Explain (or write high-level pseudocode for) the K-means algorithm such that:
- The steps are unambiguous.
- Matrix/vector dimensions are consistent.
- You cover initialization, assignment, centroid update, and stopping criteria.
## Task 2 — Merge overlapping intervals
Given a list of closed intervals `intervals`, where each interval is `[start, end]` and `start <= end`, merge all overlapping intervals and return the merged list.
**Input:** `intervals: List[List[int]]`
**Output:** merged intervals in any order (or sorted by start), with no overlaps.
## Task 3 — Return the top-k most frequent elements
Given an integer array `nums` and an integer `k`, return the `k` values that occur most frequently.
**Input:** `nums: List[int]`, `k: int`
**Output:** `List[int]` containing `k` elements.

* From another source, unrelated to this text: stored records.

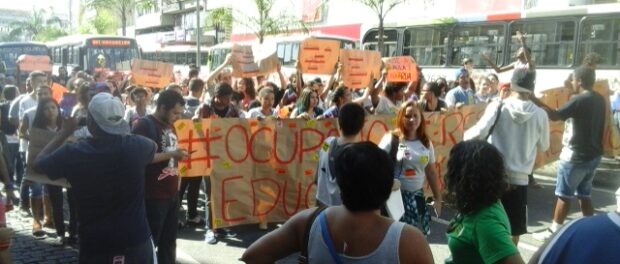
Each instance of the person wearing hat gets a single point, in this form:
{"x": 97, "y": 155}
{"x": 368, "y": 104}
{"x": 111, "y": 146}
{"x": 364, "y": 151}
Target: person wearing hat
{"x": 106, "y": 173}
{"x": 518, "y": 129}
{"x": 582, "y": 147}
{"x": 220, "y": 105}
{"x": 462, "y": 94}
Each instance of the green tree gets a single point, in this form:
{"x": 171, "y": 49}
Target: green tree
{"x": 39, "y": 26}
{"x": 381, "y": 9}
{"x": 220, "y": 19}
{"x": 267, "y": 23}
{"x": 103, "y": 23}
{"x": 122, "y": 8}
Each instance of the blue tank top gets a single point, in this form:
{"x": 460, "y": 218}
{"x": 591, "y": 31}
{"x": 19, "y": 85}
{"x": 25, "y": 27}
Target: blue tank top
{"x": 387, "y": 252}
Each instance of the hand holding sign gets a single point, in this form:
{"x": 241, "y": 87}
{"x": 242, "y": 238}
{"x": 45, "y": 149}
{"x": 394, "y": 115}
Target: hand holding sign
{"x": 318, "y": 56}
{"x": 401, "y": 69}
{"x": 359, "y": 66}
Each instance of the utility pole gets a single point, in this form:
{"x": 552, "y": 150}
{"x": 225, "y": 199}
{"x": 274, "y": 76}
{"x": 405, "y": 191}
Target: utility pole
{"x": 198, "y": 33}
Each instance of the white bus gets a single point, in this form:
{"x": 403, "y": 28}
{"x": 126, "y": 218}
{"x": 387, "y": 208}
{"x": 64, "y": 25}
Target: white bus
{"x": 559, "y": 40}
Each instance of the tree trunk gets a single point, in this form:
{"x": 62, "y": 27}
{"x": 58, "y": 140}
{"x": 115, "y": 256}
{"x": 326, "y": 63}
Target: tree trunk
{"x": 380, "y": 36}
{"x": 124, "y": 23}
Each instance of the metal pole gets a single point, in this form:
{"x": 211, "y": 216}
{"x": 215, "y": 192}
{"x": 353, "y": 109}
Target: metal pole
{"x": 198, "y": 33}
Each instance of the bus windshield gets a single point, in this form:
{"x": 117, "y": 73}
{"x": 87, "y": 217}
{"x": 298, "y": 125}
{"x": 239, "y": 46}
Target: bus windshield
{"x": 108, "y": 57}
{"x": 10, "y": 54}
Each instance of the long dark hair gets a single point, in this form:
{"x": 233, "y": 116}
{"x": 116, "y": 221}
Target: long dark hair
{"x": 475, "y": 175}
{"x": 39, "y": 118}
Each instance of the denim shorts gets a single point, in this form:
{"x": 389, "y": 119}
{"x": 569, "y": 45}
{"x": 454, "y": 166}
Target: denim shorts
{"x": 575, "y": 179}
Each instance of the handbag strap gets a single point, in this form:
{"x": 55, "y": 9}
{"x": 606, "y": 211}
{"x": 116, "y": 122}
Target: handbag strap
{"x": 499, "y": 112}
{"x": 327, "y": 239}
{"x": 303, "y": 257}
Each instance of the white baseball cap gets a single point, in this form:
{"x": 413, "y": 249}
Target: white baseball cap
{"x": 108, "y": 112}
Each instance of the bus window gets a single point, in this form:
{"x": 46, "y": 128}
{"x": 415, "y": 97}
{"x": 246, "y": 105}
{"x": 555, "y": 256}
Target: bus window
{"x": 552, "y": 43}
{"x": 472, "y": 40}
{"x": 390, "y": 37}
{"x": 428, "y": 46}
{"x": 601, "y": 35}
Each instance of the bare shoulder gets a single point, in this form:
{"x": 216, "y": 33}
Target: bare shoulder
{"x": 411, "y": 237}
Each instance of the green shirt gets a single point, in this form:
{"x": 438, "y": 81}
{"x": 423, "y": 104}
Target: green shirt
{"x": 481, "y": 237}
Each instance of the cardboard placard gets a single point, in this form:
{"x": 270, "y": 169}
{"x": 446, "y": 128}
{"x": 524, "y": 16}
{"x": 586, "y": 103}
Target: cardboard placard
{"x": 358, "y": 65}
{"x": 151, "y": 73}
{"x": 401, "y": 69}
{"x": 57, "y": 91}
{"x": 28, "y": 63}
{"x": 266, "y": 169}
{"x": 318, "y": 56}
{"x": 39, "y": 138}
{"x": 249, "y": 61}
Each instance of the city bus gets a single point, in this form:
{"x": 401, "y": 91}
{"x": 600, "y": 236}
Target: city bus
{"x": 179, "y": 55}
{"x": 559, "y": 40}
{"x": 10, "y": 51}
{"x": 286, "y": 47}
{"x": 93, "y": 53}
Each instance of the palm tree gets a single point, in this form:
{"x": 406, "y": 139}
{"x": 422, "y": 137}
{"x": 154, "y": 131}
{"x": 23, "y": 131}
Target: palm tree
{"x": 38, "y": 26}
{"x": 267, "y": 23}
{"x": 381, "y": 9}
{"x": 219, "y": 19}
{"x": 123, "y": 8}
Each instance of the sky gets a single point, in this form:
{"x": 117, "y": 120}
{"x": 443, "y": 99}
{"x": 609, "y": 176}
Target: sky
{"x": 60, "y": 6}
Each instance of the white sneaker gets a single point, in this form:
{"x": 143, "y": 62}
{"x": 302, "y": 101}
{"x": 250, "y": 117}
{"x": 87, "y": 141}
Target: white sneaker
{"x": 210, "y": 237}
{"x": 543, "y": 235}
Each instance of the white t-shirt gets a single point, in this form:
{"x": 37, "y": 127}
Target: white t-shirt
{"x": 28, "y": 114}
{"x": 258, "y": 112}
{"x": 412, "y": 157}
{"x": 27, "y": 102}
{"x": 385, "y": 107}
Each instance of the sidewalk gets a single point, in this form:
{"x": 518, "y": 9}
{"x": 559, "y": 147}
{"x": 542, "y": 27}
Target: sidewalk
{"x": 26, "y": 249}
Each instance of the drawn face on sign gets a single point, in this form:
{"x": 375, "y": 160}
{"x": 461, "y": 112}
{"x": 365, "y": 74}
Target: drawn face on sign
{"x": 101, "y": 61}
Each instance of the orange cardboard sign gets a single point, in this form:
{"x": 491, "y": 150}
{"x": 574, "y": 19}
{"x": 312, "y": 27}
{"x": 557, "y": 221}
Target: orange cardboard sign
{"x": 401, "y": 69}
{"x": 57, "y": 91}
{"x": 34, "y": 63}
{"x": 251, "y": 61}
{"x": 318, "y": 56}
{"x": 151, "y": 73}
{"x": 358, "y": 65}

### Constraints (assume typical interview constraints)
- `1 <= n <= 2e5`
- Values fit in 32-bit signed integers
- `1 <= k <= number of distinct values in nums`
Quick Answer: This multi-part question evaluates understanding of K-means clustering, interval-merging algorithms, and frequency-based top-k retrieval, assessing competencies in unsupervised learning concepts, algorithmic problem solving, data structures, and complexity analysis.
Part 1: Deterministic K-means Clustering
Given a data matrix X with n points and d features per point, implement a deterministic version of K-means clustering. Use the first k points of X as the initial centroids. In each iteration, assign every point to the nearest centroid using squared Euclidean distance; if two centroids are tied, choose the smaller centroid index. Then update each centroid to the coordinate-wise mean of the points assigned to it. If a cluster receives no points, keep its centroid unchanged. Stop when the labels no longer change or when max_iters iterations have been executed. Return both the final centroids and the label for each point. Do not round the centroid values.
Constraints
- 1 <= n <= 10^3
- 1 <= d <= 20
- 1 <= k <= n
- 1 <= max_iters <= 100
- All rows of X have the same length d
- Each coordinate fits in standard Python int/float ranges
Examples
Input: ([[1, 1], [1, 2], [4, 4], [4, 5]], 2)
Expected Output: {'centroids': [[1.0, 1.5], [4.0, 4.5]], 'labels': [0, 0, 1, 1]}